Observability (Logging, Metrics, Tracing)¶

Observability is lightweight, pluggable, and enabled by default for structured logs.

Events¶

Core events emitted (subscribe via auto_workflow.subscribe): - flow_started - flow_completed - task_started - task_retry - task_failed - task_succeeded

Example subscriber:

from auto_workflow import subscribe

def on_flow_started(payload):
    print("flow started:", payload)

subscribe("flow_started", on_flow_started)

Logging¶

Structured logging is registered by default at import-time and writes human-friendly pretty logs to the auto_workflow.tasks logger. A stdout handler is attached by default.

You can control this via environment variables: - AUTO_WORKFLOW_DISABLE_STRUCTURED_LOGS=1 — disable structured logging entirely - AUTO_WORKFLOW_LOG_LEVEL=DEBUG|INFO|... — change log level (default INFO)

Programmatic control:

from auto_workflow.logging_middleware import register_structured_logging

register_structured_logging()     # idempotent; pretty output enabled by default

Emitted log events: - flow_started: flow, run_id, ts - flow_completed: flow, run_id, tasks, ts - task_started: task, node, ts - task_ok: task, flow, run_id, ts, duration_ms - task_err: task, flow, run_id, ts, duration_ms, error

Example pretty output:

2025-10-12 00:22:48+0100 | INFO | flow_started | flow=etl_flow run_id=...
2025-10-12 00:22:48+0100 | INFO | task_started | task=extract_raw node=extract_raw:1
2025-10-12 00:22:48+0100 | INFO | task_ok | flow=etl_flow run_id=... task=extract_raw duration=56.2ms
2025-10-12 00:22:48+0100 | INFO | flow_completed | flow=etl_flow run_id=... tasks=4

Metrics¶

The default in-memory provider records counters & simple histograms: - tasks_succeeded - tasks_failed - task_duration_ms - cache_hits - cache_sets - dedup_joins (number of followers waiting on an in-flight identical task)

Swap out the provider with your own implementation via set_metrics_provider().

Tracing¶

A lightweight DummyTracer yields an async span(name, **attrs) context. Flows and each task execution are wrapped, providing hook points to inject OpenTelemetry or custom logging.

What You Get¶

Span Name Pattern	Attributes Provided	When Emitted
`flow:<flow_name>`	(future) `run_id`	At flow start/end
`task:<task_name>`	`node` (unique node id)	For every task execution

Custom Recording Tracer Example¶

See examples/tracing_custom.py for a richer script.
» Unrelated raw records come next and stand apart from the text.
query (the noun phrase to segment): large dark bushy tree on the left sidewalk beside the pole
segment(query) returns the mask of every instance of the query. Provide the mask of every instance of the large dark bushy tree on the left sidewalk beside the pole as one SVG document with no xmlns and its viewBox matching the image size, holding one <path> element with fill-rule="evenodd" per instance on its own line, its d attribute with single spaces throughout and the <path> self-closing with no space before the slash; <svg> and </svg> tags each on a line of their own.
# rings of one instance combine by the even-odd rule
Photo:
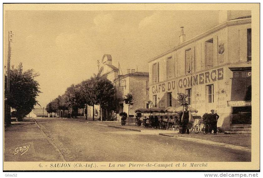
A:
<svg viewBox="0 0 263 178">
<path fill-rule="evenodd" d="M 16 68 L 11 67 L 10 93 L 13 97 L 10 100 L 10 106 L 16 109 L 18 121 L 29 114 L 35 105 L 39 105 L 36 97 L 41 91 L 39 91 L 39 83 L 35 80 L 38 76 L 39 73 L 34 69 L 23 72 L 22 62 Z"/>
</svg>

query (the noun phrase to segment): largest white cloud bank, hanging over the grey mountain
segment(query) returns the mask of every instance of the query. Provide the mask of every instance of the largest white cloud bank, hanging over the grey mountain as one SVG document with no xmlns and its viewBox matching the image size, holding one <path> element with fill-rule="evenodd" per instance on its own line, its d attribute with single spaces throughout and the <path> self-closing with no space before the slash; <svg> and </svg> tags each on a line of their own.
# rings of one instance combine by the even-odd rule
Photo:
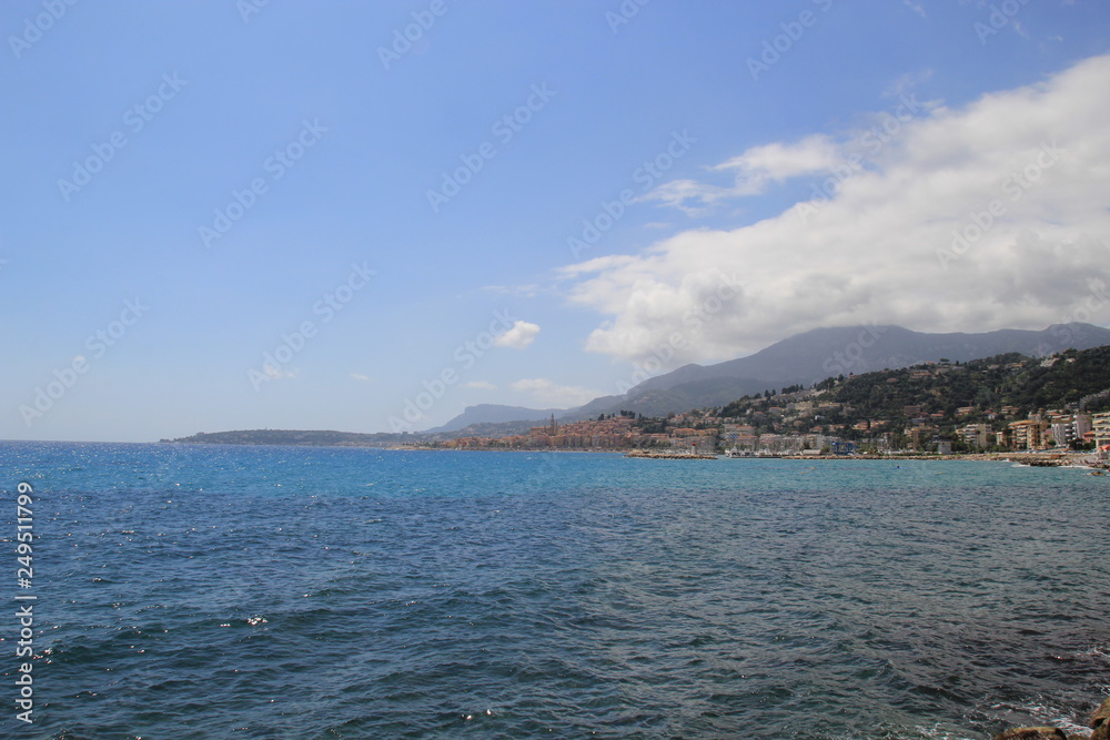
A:
<svg viewBox="0 0 1110 740">
<path fill-rule="evenodd" d="M 888 114 L 877 136 L 748 150 L 716 168 L 737 172 L 727 193 L 683 181 L 669 192 L 686 207 L 801 175 L 837 187 L 757 223 L 688 230 L 638 255 L 566 267 L 572 302 L 606 316 L 587 349 L 644 357 L 680 332 L 678 359 L 706 362 L 818 326 L 988 331 L 1067 320 L 1090 280 L 1110 282 L 1110 97 L 1096 92 L 1108 88 L 1110 57 L 1098 57 L 960 110 Z M 976 220 L 991 223 L 953 249 L 953 232 L 976 236 Z M 699 318 L 720 275 L 736 292 Z"/>
</svg>

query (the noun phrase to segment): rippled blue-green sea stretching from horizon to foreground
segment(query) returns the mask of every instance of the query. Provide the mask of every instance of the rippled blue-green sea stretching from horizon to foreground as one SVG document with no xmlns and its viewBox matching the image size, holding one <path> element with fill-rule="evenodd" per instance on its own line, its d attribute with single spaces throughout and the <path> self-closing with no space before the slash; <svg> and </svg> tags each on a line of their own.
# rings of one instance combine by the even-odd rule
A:
<svg viewBox="0 0 1110 740">
<path fill-rule="evenodd" d="M 0 736 L 987 738 L 1110 693 L 1110 477 L 0 444 Z M 16 487 L 34 579 L 16 587 Z"/>
</svg>

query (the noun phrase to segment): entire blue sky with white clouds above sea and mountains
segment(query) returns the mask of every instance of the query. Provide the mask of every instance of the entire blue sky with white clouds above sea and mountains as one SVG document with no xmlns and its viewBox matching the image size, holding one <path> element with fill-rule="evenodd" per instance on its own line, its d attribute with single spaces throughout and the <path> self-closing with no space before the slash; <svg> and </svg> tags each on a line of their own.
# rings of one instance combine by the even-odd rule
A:
<svg viewBox="0 0 1110 740">
<path fill-rule="evenodd" d="M 0 438 L 1110 322 L 1104 2 L 640 2 L 3 3 Z"/>
</svg>

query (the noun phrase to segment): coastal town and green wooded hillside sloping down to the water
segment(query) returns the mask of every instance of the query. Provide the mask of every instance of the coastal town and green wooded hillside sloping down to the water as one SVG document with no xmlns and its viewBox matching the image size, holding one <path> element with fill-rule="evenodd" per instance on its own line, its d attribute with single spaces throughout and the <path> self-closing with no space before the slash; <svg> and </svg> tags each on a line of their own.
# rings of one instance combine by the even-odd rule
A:
<svg viewBox="0 0 1110 740">
<path fill-rule="evenodd" d="M 663 417 L 552 417 L 526 434 L 405 446 L 656 449 L 753 455 L 976 453 L 1110 446 L 1110 347 L 1046 358 L 999 355 L 830 377 Z"/>
</svg>

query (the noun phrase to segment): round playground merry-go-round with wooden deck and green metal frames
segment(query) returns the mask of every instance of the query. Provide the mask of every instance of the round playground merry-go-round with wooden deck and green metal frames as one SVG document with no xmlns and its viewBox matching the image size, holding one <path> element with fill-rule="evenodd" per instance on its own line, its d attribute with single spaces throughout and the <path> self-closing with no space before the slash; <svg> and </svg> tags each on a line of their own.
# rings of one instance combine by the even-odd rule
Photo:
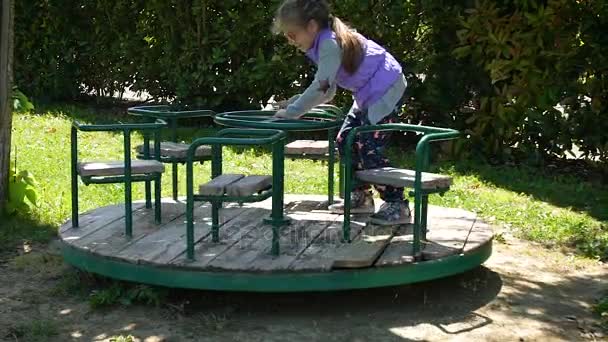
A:
<svg viewBox="0 0 608 342">
<path fill-rule="evenodd" d="M 412 170 L 354 171 L 347 167 L 349 153 L 340 160 L 344 169 L 340 187 L 347 203 L 356 182 L 412 189 L 413 221 L 399 227 L 377 227 L 368 224 L 366 216 L 349 215 L 348 206 L 345 215 L 327 211 L 328 202 L 334 200 L 331 138 L 328 196 L 283 194 L 283 177 L 289 177 L 283 154 L 286 135 L 295 130 L 324 130 L 331 137 L 340 125 L 339 115 L 323 108 L 302 120 L 276 119 L 273 114 L 215 115 L 215 122 L 233 128 L 188 144 L 186 157 L 181 159 L 187 165 L 188 194 L 185 201 L 163 199 L 160 224 L 153 220 L 155 211 L 145 205 L 148 201 L 133 203 L 131 234 L 124 233 L 129 217 L 120 206 L 76 212 L 72 221 L 80 224 L 68 221 L 59 233 L 65 260 L 89 272 L 152 285 L 298 292 L 421 282 L 465 272 L 490 257 L 493 233 L 488 223 L 472 212 L 429 205 L 429 196 L 449 191 L 452 182 L 447 175 L 428 172 L 430 143 L 455 139 L 458 132 L 405 124 L 352 131 L 347 152 L 357 134 L 378 130 L 421 134 Z M 154 151 L 159 151 L 155 144 Z M 230 145 L 271 146 L 272 175 L 230 176 L 221 157 L 222 148 Z M 203 146 L 211 150 L 212 179 L 195 193 L 193 165 L 196 151 Z M 146 154 L 144 159 L 148 158 L 152 157 Z"/>
</svg>

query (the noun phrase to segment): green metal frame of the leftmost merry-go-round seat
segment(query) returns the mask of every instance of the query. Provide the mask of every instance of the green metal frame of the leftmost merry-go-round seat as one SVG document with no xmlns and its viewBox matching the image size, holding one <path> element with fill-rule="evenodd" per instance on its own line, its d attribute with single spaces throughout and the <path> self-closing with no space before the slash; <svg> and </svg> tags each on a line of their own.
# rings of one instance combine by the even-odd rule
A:
<svg viewBox="0 0 608 342">
<path fill-rule="evenodd" d="M 73 122 L 71 129 L 71 178 L 72 178 L 72 226 L 78 227 L 78 131 L 81 132 L 122 132 L 123 133 L 123 148 L 124 148 L 124 175 L 119 176 L 81 176 L 85 185 L 90 184 L 125 184 L 125 234 L 131 237 L 133 234 L 133 218 L 132 218 L 132 186 L 134 182 L 146 183 L 146 208 L 152 207 L 151 199 L 151 182 L 155 185 L 155 220 L 156 223 L 161 222 L 161 173 L 152 173 L 146 175 L 132 175 L 131 169 L 131 133 L 133 131 L 142 131 L 144 135 L 144 144 L 147 148 L 144 149 L 144 154 L 147 158 L 150 157 L 150 134 L 154 135 L 154 146 L 157 151 L 155 159 L 160 159 L 160 131 L 166 127 L 167 123 L 163 120 L 156 120 L 154 123 L 142 124 L 107 124 L 107 125 L 85 125 L 78 121 Z"/>
</svg>

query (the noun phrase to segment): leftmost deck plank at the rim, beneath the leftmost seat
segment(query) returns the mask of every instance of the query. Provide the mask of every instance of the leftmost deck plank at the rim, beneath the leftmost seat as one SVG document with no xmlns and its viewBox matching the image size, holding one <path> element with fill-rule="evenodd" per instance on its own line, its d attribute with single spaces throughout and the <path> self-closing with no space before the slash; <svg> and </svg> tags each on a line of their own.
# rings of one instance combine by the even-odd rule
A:
<svg viewBox="0 0 608 342">
<path fill-rule="evenodd" d="M 133 203 L 133 213 L 141 210 L 145 203 Z M 96 230 L 120 219 L 124 219 L 124 204 L 111 205 L 107 207 L 91 210 L 79 215 L 79 227 L 72 227 L 72 220 L 68 220 L 59 231 L 59 235 L 64 242 L 72 243 L 76 240 L 95 232 Z"/>
</svg>

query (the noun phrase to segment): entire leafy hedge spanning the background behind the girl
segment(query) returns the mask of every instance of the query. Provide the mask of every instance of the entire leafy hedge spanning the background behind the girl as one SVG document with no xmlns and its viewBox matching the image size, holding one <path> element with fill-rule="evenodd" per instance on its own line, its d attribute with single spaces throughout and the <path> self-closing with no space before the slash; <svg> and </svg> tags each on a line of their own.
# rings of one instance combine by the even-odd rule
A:
<svg viewBox="0 0 608 342">
<path fill-rule="evenodd" d="M 18 1 L 16 80 L 35 98 L 130 87 L 216 110 L 259 108 L 310 78 L 273 36 L 280 0 Z M 457 151 L 608 160 L 608 4 L 574 0 L 334 1 L 409 71 L 404 120 L 449 126 Z M 296 81 L 296 82 L 294 82 Z M 350 106 L 348 96 L 337 103 Z M 561 104 L 556 109 L 557 104 Z"/>
</svg>

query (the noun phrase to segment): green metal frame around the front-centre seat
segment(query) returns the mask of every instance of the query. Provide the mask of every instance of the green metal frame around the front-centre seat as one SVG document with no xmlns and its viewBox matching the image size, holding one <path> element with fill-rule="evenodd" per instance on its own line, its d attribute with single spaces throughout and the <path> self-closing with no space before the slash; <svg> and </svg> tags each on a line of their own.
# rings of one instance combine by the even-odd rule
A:
<svg viewBox="0 0 608 342">
<path fill-rule="evenodd" d="M 280 130 L 271 129 L 237 129 L 228 128 L 218 132 L 215 137 L 200 138 L 192 142 L 188 150 L 186 161 L 186 184 L 187 184 L 187 204 L 186 204 L 186 251 L 190 260 L 194 259 L 194 202 L 210 202 L 212 206 L 212 241 L 219 242 L 219 209 L 223 202 L 259 202 L 272 196 L 272 212 L 267 223 L 272 225 L 272 248 L 273 255 L 279 254 L 279 229 L 287 224 L 283 215 L 284 202 L 284 146 L 286 134 Z M 222 174 L 222 147 L 223 146 L 272 146 L 272 187 L 259 194 L 245 197 L 227 196 L 206 196 L 194 194 L 194 155 L 196 149 L 202 145 L 212 147 L 213 157 L 211 161 L 211 178 L 216 178 Z"/>
</svg>

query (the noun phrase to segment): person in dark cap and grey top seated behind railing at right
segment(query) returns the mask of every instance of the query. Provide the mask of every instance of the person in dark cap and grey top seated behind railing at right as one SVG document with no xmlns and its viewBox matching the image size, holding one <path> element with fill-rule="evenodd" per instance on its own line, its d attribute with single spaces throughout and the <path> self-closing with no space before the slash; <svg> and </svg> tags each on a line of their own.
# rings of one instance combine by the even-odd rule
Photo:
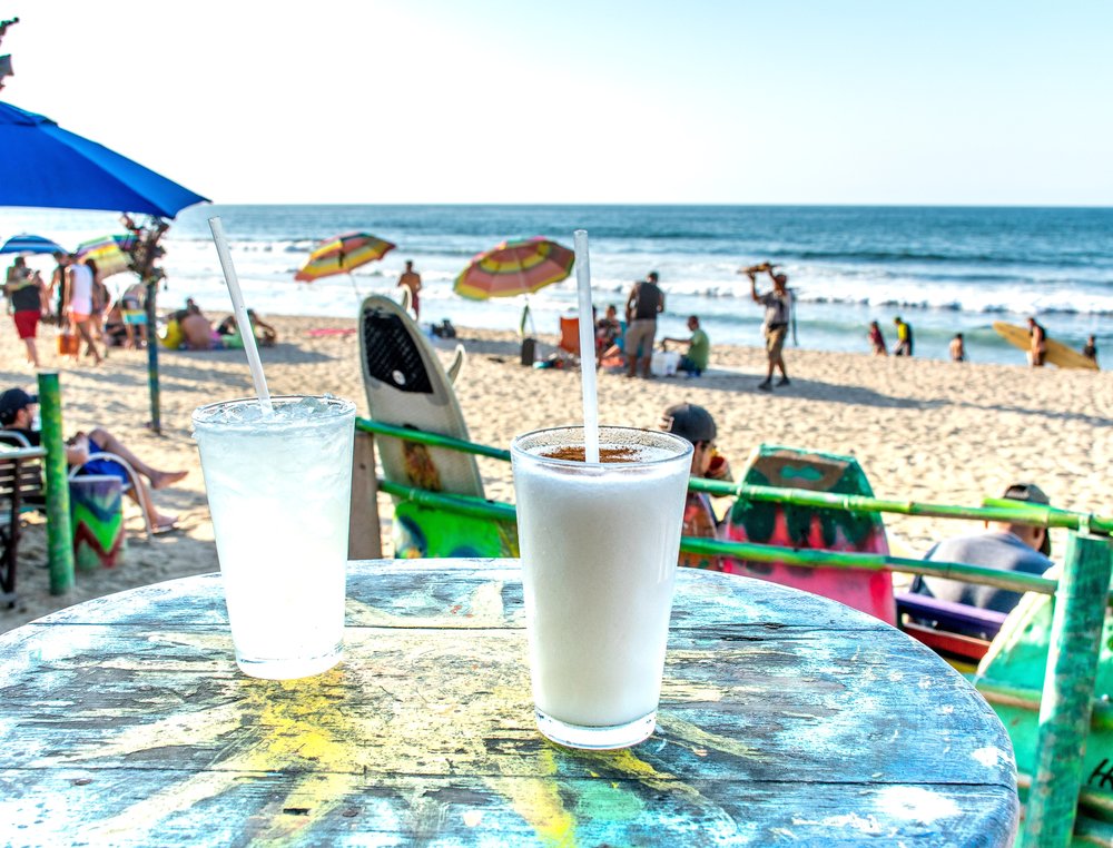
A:
<svg viewBox="0 0 1113 848">
<path fill-rule="evenodd" d="M 1040 486 L 1031 483 L 1014 483 L 1005 490 L 1005 499 L 1033 504 L 1051 503 Z M 936 562 L 964 562 L 1001 571 L 1018 571 L 1025 574 L 1043 574 L 1052 566 L 1051 536 L 1047 527 L 1008 522 L 986 522 L 985 531 L 969 535 L 945 539 L 924 556 Z M 965 603 L 983 610 L 1009 612 L 1021 602 L 1020 592 L 1007 589 L 965 583 L 944 578 L 918 576 L 912 591 L 930 595 L 940 601 Z"/>
</svg>

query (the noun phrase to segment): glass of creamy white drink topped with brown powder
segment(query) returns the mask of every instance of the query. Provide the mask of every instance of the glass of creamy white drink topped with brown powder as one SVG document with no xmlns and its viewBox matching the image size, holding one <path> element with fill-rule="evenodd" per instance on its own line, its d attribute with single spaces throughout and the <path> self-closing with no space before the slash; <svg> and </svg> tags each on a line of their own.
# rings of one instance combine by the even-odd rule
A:
<svg viewBox="0 0 1113 848">
<path fill-rule="evenodd" d="M 511 444 L 538 728 L 572 748 L 626 748 L 657 722 L 690 442 L 600 427 Z"/>
</svg>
Minimal inline version:

from auto_workflow.tracing import set_tracer
from contextlib import asynccontextmanager
import time

class RecordingTracer:
    @asynccontextmanager
    async def span(self, name: str, **attrs):
        start = time.time()
        try:
            yield
        finally:
            print(f"span={name} attrs={attrs} ms={(time.time()-start)*1000:.2f}")

set_tracer(RecordingTracer())

OpenTelemetry Integration Sketch¶

from contextlib import asynccontextmanager
from opentelemetry import trace
from auto_workflow.tracing import set_tracer

otel = trace.get_tracer("auto_workflow")

class OTELTracer:
    @asynccontextmanager
    async def span(self, name: str, **attrs):
        with otel.start_as_current_span(name) as sp:
            for k,v in attrs.items():
                sp.set_attribute(k, v)
            try:
                yield
            except Exception as e:  # record & re-raise
                sp.record_exception(e)
                sp.set_status(trace.Status(trace.StatusCode.ERROR, str(e)))
                raise

set_tracer(OTELTracer())

Planned Enhancements¶

Error flag & retry metrics as span attributes
Cache hit / dedup indicators
Optional span sampling configuration

See the Logging section above for the built-in middleware and controls.